Beazley upbeat on 2017 results
Specialist Lloyd’s insurer Beazley has prepared the market for better than expected 2017 financial results.
The board anticipates that Beazley will report a combined ratio of 99 percent for the year ended 31 December 2017. This would, however, be worse than the 89 percent combined ratio reported for 2016. In 2017, the insurance market has been hit by higher than usual losses from natural catastrophes. Fitch estimates insured losses to reach around $130 billion in 2017. In September, Beazley said that it expected the aggregate net cost of the Atlantic hurricanes Harvey, Irma and Maria and the series of earthquakes in Mexico to cost the company between $175 million and $275 million.
For 2017, Beazley expects to report an investment return of 2.9 percent on average invested assets of $4.8 billion. This would be ahead of the 2.0 percent investment return reported for 2016.

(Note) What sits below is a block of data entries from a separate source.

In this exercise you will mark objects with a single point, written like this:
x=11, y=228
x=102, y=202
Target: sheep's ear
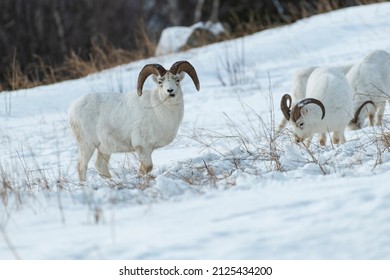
x=304, y=111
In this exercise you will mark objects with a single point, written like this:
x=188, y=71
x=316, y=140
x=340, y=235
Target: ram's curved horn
x=185, y=66
x=148, y=70
x=296, y=111
x=285, y=106
x=357, y=113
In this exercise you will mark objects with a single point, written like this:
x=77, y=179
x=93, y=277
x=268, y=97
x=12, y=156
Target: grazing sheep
x=370, y=82
x=300, y=80
x=326, y=107
x=114, y=123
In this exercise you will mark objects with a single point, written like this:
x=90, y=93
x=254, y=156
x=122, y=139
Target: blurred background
x=46, y=41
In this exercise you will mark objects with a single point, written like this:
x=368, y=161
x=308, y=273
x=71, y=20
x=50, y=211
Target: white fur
x=113, y=123
x=330, y=86
x=300, y=79
x=370, y=80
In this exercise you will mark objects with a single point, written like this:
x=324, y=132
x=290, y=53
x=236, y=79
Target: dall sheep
x=112, y=123
x=300, y=79
x=327, y=106
x=370, y=82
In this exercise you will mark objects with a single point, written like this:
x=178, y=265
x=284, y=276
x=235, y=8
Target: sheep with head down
x=370, y=82
x=115, y=123
x=326, y=108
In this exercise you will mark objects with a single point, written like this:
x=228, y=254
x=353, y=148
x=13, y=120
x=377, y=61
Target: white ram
x=327, y=106
x=112, y=123
x=300, y=80
x=370, y=82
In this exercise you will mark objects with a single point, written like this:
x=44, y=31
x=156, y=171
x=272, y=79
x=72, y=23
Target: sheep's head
x=358, y=118
x=167, y=80
x=299, y=115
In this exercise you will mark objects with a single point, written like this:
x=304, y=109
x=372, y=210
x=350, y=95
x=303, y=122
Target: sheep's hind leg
x=145, y=156
x=101, y=164
x=338, y=137
x=322, y=139
x=85, y=154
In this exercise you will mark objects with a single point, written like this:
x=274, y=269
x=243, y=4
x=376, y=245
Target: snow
x=221, y=190
x=173, y=38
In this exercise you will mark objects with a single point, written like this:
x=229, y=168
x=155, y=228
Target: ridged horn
x=285, y=106
x=185, y=66
x=296, y=111
x=148, y=70
x=357, y=113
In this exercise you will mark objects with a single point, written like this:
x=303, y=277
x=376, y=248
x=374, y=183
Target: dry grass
x=103, y=54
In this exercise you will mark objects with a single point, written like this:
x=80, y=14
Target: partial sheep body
x=116, y=123
x=299, y=81
x=370, y=82
x=327, y=106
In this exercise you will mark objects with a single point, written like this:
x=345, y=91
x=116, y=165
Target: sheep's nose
x=171, y=94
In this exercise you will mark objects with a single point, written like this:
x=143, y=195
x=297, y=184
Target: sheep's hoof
x=106, y=175
x=145, y=169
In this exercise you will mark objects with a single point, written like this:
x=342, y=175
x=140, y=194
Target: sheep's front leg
x=102, y=164
x=85, y=154
x=145, y=156
x=380, y=112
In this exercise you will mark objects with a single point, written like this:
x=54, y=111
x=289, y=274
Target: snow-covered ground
x=221, y=190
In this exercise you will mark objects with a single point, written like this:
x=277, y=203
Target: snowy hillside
x=221, y=190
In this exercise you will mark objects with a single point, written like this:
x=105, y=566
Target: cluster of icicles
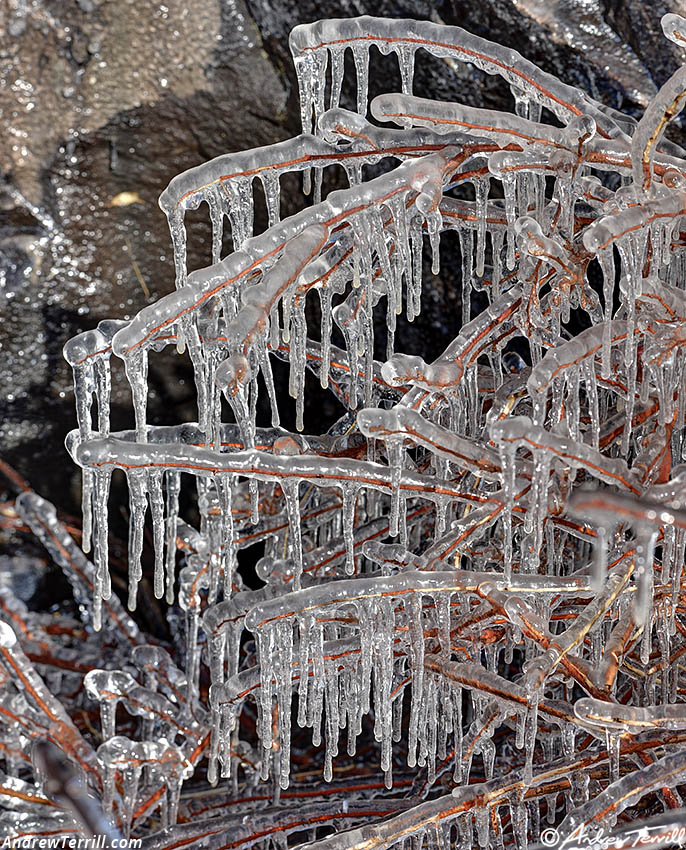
x=476, y=573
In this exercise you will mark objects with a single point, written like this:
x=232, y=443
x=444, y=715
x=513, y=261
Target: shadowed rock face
x=104, y=102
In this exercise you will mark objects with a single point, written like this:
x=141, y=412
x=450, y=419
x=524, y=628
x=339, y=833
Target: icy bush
x=476, y=573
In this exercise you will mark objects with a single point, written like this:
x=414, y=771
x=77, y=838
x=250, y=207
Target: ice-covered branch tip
x=476, y=573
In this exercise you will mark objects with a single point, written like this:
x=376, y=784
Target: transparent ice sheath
x=469, y=626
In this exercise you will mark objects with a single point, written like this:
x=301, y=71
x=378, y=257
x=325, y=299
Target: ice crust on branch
x=470, y=623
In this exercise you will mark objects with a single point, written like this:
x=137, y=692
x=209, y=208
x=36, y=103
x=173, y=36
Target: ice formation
x=476, y=573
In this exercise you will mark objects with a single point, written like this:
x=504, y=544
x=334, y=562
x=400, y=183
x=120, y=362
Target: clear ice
x=475, y=574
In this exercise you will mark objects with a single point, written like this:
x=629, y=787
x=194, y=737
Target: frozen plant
x=476, y=573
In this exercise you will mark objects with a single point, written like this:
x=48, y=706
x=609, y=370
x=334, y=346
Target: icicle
x=272, y=195
x=405, y=53
x=361, y=58
x=291, y=492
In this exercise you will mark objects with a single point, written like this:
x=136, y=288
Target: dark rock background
x=104, y=97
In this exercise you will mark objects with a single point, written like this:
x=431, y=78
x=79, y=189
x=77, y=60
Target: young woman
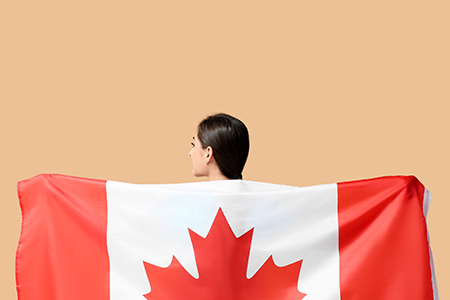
x=220, y=148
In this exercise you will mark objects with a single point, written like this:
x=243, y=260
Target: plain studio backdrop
x=330, y=91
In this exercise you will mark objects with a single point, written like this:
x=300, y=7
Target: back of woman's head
x=228, y=137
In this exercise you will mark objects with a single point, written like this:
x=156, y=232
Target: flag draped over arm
x=234, y=239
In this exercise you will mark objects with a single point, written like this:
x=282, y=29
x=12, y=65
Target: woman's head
x=224, y=141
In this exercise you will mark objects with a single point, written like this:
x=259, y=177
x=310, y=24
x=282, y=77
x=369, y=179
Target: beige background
x=330, y=91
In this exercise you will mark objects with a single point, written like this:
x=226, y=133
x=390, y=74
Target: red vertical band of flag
x=382, y=233
x=62, y=251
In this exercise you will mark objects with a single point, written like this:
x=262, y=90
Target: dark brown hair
x=228, y=137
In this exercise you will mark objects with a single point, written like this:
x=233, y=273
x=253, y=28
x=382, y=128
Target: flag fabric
x=231, y=240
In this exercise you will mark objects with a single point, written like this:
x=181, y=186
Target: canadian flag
x=223, y=240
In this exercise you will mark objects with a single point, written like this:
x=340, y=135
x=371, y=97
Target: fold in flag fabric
x=223, y=240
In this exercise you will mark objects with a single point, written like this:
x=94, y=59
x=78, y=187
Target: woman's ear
x=209, y=154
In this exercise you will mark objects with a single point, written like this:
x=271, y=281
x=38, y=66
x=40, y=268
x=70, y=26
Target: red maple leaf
x=222, y=265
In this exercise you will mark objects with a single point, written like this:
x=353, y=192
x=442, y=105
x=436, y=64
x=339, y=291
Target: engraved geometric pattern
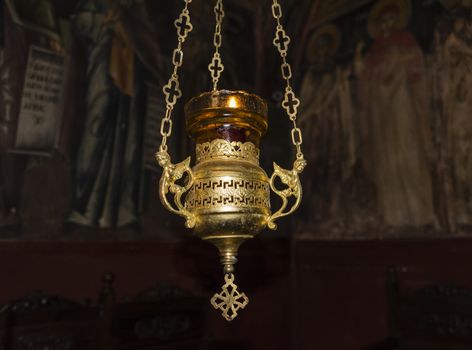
x=220, y=192
x=229, y=301
x=219, y=148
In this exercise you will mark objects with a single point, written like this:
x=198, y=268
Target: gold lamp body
x=230, y=197
x=225, y=197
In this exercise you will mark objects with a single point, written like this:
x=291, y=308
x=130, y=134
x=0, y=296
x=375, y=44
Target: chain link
x=216, y=66
x=172, y=90
x=290, y=102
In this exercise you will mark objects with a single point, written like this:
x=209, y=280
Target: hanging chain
x=290, y=102
x=172, y=90
x=216, y=66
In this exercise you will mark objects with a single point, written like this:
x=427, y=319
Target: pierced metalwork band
x=221, y=192
x=222, y=149
x=216, y=66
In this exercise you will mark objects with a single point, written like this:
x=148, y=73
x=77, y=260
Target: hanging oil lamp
x=225, y=197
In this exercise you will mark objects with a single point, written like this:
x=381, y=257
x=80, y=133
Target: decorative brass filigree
x=294, y=189
x=219, y=148
x=220, y=192
x=229, y=300
x=168, y=183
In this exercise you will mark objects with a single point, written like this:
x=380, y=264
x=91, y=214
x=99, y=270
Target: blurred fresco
x=385, y=112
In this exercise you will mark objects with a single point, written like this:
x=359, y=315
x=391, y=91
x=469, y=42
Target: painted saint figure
x=396, y=137
x=109, y=159
x=451, y=66
x=26, y=23
x=326, y=120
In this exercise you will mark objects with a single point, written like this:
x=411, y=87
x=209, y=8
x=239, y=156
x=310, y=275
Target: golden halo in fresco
x=333, y=41
x=401, y=7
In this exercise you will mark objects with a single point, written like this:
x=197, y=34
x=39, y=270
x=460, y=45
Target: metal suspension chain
x=216, y=66
x=291, y=102
x=172, y=90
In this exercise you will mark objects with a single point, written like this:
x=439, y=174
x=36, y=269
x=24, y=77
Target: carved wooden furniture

Furthermore, Beazley expects a reduction of approximately $5 million in the value of its US deferred tax asset following the reduction in the US corporation tax rate from 35 percent to 21 percent.
As a result of the above, Beazley anticipates pre-tax profits for the year ended Dec. 31, 2017 that will be ahead of current market expectations.
In the first half of 2017 Beazley had reported a combined ratio of 90 percent and a profit before income tax of $158.7 million, up 6 percent year on year.